Ela afirma também que esse tipo de reunião não deve acontecer apenas uma vez. “É muito importante que isso seja comentado por diversos dias, fazendo realmente um grupo de discussão, de reflexão, das lições que as pessoas podem ter sobre isso, o quanto isso foi difícil, expor o que estão sentido”, comenta ela, afirmando que esse tipo de medida auxilia na hora de racionalizar o que se sente.

Luciana também aconselha a elaboração de uma assistência mais individualizada, escolhendo, por exemplo, um professor a quem os alunos possam recorrer para desabafar e levar questões que tragam medo. Além disso, ela considera importante que os pais também participem dessas discussões. “É importante os pais serem levados à escola. De repente, poderia ter sido o filho de uma dessas outras pessoas, tanto morrendo quanto atirando. É uma reflexão que se faz necessária”, explica.

Para ela, inclusive, essas medidas não devem ser tomadas apenas pela escola que foi palco da tragédia; conforme explica, canais de diálogo abertos tanto entre professores e alunos quanto entre a instituição e a família para discutir questões como essa são essenciais.

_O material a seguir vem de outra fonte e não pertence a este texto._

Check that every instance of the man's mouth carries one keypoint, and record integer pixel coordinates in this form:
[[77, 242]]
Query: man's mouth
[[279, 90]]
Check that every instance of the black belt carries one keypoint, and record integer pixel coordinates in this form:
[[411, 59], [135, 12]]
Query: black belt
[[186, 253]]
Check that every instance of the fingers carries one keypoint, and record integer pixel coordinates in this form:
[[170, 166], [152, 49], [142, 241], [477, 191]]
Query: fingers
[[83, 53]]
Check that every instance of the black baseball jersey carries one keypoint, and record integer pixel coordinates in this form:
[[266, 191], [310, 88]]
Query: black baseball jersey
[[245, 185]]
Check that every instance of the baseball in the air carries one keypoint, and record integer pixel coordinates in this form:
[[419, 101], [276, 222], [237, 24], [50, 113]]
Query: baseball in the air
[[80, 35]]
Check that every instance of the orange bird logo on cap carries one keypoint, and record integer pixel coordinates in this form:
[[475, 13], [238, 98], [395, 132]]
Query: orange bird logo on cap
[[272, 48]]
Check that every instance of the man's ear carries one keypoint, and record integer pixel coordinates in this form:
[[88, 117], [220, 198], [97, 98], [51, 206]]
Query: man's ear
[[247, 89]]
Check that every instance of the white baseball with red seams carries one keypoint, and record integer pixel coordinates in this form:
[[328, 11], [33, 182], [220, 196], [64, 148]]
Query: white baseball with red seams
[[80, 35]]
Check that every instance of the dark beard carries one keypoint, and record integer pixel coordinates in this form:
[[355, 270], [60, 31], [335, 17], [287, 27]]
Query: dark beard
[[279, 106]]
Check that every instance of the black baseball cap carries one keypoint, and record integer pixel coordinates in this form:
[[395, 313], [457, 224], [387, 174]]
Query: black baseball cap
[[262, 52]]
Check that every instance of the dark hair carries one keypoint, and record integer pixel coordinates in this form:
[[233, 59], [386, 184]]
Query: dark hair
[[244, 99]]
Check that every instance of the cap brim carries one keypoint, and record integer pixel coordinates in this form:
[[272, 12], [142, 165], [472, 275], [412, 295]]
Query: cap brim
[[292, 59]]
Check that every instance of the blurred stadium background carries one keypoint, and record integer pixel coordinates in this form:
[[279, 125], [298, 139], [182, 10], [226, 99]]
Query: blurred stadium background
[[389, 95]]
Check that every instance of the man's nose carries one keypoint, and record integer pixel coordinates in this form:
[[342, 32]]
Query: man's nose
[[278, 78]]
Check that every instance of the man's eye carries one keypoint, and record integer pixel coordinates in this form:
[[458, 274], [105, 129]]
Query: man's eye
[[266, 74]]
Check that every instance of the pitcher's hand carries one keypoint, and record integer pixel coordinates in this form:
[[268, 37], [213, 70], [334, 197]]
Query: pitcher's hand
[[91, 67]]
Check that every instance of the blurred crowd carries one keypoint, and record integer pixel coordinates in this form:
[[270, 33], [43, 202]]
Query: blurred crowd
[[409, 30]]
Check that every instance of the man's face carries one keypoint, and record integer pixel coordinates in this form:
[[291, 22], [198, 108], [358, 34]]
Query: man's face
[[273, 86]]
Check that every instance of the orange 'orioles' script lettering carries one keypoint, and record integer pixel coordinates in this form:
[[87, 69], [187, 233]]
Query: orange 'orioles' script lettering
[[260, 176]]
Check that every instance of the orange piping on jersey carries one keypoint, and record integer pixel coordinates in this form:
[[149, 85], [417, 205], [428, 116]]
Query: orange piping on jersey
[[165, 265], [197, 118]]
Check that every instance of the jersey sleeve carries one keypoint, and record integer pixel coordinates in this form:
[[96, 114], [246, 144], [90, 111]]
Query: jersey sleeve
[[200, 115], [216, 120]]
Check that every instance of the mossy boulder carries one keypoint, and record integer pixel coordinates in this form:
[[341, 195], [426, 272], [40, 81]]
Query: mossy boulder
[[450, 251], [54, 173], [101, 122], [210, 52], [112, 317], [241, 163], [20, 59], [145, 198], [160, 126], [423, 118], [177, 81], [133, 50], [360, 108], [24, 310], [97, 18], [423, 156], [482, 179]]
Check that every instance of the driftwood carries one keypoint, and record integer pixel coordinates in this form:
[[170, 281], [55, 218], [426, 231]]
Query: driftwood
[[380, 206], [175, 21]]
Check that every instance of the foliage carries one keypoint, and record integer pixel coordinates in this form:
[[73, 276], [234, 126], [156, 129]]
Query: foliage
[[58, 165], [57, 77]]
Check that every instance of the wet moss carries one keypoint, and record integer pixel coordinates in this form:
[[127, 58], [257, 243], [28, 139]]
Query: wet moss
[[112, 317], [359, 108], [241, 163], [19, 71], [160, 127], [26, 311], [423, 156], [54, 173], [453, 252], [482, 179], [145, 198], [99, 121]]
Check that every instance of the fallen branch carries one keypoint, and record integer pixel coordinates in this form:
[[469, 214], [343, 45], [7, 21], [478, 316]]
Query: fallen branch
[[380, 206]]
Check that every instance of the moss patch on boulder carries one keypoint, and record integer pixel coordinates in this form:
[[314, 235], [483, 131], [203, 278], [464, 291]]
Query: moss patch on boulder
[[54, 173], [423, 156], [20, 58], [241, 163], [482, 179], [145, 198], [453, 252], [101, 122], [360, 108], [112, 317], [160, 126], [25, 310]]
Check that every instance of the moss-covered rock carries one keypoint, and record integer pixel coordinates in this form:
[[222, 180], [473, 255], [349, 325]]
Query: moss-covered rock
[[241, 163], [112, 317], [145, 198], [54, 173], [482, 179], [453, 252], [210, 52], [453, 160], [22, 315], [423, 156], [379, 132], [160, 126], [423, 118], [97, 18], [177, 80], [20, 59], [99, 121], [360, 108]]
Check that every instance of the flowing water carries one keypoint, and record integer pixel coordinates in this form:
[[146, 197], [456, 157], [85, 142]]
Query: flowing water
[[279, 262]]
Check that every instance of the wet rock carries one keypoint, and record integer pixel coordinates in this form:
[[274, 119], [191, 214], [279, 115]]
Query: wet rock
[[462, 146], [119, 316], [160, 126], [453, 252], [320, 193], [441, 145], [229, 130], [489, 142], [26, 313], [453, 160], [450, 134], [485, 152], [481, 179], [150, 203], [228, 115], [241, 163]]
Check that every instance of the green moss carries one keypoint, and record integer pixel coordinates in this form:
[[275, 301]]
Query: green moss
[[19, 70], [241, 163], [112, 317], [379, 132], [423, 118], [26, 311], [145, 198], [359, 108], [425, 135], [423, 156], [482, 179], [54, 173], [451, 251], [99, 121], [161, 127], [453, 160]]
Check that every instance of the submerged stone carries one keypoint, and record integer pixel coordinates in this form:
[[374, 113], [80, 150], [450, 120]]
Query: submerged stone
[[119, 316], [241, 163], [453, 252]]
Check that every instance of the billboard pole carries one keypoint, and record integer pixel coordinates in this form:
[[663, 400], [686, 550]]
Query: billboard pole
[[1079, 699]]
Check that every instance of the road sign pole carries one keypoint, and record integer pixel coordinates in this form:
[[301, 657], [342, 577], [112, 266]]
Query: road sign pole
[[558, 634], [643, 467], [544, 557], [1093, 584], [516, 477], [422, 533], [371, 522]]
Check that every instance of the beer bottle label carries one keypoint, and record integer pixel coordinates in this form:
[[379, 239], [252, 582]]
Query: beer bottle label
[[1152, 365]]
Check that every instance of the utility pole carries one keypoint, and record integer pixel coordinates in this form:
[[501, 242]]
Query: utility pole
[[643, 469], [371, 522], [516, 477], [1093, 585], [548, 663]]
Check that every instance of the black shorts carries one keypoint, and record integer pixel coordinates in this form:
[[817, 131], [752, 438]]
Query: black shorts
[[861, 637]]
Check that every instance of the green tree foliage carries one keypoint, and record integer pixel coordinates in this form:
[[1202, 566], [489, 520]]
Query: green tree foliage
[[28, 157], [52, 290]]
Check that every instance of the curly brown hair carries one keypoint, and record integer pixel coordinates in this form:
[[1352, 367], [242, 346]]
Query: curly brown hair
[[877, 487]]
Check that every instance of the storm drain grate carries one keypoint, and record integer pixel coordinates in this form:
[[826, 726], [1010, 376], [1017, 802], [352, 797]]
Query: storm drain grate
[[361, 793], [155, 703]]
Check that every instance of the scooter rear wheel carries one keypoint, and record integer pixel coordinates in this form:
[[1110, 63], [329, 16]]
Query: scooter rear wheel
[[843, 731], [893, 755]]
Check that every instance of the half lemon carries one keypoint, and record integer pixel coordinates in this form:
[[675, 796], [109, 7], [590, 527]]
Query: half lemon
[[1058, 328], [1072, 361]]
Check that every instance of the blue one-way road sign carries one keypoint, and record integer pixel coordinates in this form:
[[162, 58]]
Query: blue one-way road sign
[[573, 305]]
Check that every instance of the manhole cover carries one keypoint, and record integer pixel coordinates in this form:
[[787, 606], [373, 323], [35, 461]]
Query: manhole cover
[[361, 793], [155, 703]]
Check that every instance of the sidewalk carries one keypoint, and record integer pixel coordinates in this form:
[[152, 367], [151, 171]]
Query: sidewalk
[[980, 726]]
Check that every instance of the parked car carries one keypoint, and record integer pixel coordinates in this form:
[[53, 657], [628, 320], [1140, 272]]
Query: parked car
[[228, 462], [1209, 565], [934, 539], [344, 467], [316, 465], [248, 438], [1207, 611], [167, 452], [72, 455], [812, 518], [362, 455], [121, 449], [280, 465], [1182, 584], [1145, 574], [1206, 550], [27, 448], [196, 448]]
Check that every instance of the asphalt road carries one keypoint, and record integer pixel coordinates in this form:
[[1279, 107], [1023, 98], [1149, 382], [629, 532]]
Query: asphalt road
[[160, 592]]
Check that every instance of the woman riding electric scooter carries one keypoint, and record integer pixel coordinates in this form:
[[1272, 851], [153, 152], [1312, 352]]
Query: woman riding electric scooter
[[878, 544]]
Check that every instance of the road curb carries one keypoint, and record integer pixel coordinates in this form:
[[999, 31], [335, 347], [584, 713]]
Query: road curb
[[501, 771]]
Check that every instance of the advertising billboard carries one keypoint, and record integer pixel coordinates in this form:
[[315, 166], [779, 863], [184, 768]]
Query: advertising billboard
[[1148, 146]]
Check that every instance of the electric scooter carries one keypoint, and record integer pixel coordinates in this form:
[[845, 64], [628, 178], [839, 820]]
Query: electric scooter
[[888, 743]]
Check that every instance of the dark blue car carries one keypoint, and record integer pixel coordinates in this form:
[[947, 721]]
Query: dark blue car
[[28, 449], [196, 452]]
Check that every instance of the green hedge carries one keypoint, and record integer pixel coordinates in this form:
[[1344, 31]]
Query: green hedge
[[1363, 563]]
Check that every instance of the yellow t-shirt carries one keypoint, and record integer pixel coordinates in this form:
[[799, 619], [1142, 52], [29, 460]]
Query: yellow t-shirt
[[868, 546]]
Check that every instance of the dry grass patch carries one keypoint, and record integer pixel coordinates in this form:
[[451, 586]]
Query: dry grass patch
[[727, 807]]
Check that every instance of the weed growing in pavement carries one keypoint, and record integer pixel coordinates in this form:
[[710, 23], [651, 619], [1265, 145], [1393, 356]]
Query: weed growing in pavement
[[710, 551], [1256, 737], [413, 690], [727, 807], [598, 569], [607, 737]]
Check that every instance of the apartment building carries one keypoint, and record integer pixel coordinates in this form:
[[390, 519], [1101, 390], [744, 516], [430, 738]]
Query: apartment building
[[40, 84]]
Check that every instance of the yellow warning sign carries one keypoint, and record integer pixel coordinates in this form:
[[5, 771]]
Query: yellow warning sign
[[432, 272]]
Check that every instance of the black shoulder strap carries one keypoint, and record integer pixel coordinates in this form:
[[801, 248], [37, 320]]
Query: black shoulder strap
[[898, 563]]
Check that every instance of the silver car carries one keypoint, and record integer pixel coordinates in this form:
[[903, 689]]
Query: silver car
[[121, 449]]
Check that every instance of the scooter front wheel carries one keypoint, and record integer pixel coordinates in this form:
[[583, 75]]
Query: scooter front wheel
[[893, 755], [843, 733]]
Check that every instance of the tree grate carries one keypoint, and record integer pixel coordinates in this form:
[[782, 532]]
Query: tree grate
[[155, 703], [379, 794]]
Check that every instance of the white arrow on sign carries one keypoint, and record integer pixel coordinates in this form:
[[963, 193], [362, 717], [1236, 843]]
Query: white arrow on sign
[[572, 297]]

Enquanto a troca de escolas pode ser algo necessário em casos como o de José, que se sentiria mal retornando ao local, Luciana afirma que isso não é exatamente necessário para todas as crianças. Segundo a psicopedagoga, como uma tragédia como essa poderia ter acontecido em outras escolas, transferir a criança pode dar a ela uma falsa ideia de realidade.

“Isso é uma coisa importante de se falar para as crianças: tudo está fora do nosso controle. A única coisa que está sob meu controle é minha atitude, minha emoção, minhas possibilidades. Mudar de escola não vai dar a garantia de que isso não vai acontecer”, esclarece.